The time for false pride is over’ — Soyinka writes a powerful message to Buhari over killings

Wole Soyinka, a Nobel laureate, has asked President Muhammadu Buhari to seek help if the federal government lacks the necessary resources to curtail the wanton killings across the country.

Soyinka issued the advice in a statement titled ‘ON DEMAND: A Language of Non-Capitulation, Non-Appeasement!’

According to the literary scholar, while vocal condemnation of the attacks is needed to “offer glimmerings of eventual measures of equity and restitution”, it should be backed with “visible pragmatic measures” which he listed to include “relocation of security commands to vulnerable zones, deployment of special forces and attack helicopters”.

“It is a time of far-reaching, yet immediate decisions. The nation is dying. The time for false pride is over,” Soyinka said.

“If this nation lacks the necessary technical resources, then there remains only one blameless, overdue recourse: “Get Help, Mr. President!

“Statements of outrage, humane sentiment, empathy, even visitations to afflicted areas are natural expectations from government, and perfectly in order. They are essential indications of concern and solidarity, even of admissions of lapses. They offer glimmerings of eventual measures of equity and restitution – of which we must never lose sight – else community sinks into despair, or enters the interminable spiral of reprisals.

“Visible pragmatic measures additionally assist in bolstering the optimism of victims, enable them to feel that they have not been abandoned.  Such are the relocation of security commands to vulnerable zones, deployment of Special Forces and attack helicopters etc. etc. – yes – all these are mandatory measures, it is their absence that constitute unpardonable negligence.

“Long term propositions, such as establishment of ranches, restriction of cattle movements, cultivation of fast growth grasses and so on – they all indicate far-sighted planning. They deserve approbation, but they are not exclusively remedial.”

The scholar described the loss of over 100 lives in Plateau as “formal annunciation of a new law”.

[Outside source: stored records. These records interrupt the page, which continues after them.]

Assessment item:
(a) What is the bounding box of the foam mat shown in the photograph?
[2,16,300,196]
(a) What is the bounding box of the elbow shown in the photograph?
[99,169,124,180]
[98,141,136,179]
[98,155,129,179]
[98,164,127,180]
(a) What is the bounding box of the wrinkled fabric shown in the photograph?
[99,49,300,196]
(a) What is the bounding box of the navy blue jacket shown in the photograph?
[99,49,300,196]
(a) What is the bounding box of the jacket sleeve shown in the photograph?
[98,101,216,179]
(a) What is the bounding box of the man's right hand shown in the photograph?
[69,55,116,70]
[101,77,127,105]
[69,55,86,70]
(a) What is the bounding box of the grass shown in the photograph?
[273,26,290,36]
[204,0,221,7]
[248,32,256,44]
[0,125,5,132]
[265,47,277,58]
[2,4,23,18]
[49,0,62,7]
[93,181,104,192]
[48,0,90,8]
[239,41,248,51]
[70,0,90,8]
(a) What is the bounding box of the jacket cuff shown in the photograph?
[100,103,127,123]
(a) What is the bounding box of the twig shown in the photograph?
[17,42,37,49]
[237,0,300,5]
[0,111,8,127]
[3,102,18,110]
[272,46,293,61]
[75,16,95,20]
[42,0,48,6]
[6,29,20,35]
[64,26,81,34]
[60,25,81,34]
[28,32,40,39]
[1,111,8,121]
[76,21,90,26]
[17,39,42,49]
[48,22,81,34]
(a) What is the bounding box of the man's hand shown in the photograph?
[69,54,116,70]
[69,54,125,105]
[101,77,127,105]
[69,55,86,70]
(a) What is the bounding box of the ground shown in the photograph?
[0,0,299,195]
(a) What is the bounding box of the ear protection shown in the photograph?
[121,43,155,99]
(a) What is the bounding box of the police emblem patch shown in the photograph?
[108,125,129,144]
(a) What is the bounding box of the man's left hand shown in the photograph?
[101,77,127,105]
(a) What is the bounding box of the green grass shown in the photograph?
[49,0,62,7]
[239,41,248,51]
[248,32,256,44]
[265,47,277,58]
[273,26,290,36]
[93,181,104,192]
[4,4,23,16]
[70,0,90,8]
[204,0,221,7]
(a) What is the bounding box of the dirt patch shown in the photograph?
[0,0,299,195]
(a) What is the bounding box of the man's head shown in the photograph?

“From now on, for every missing, maimed, even legally seized cow – perhaps for trespassing and damage – one human being shall die, and commensurate land shall be forfeited,” he said.

“Make no mistake, that is the message! Berom or Ondo, Tiv or Efik. Egba or Igalla – it makes no difference – this is the language, and if your government does not understand it yet, we, whose field is language, both spoken and symbolic, must decode it for you. Myetti Allah has spoken. It has inscribed this new law across the landscape in bloody lettering.”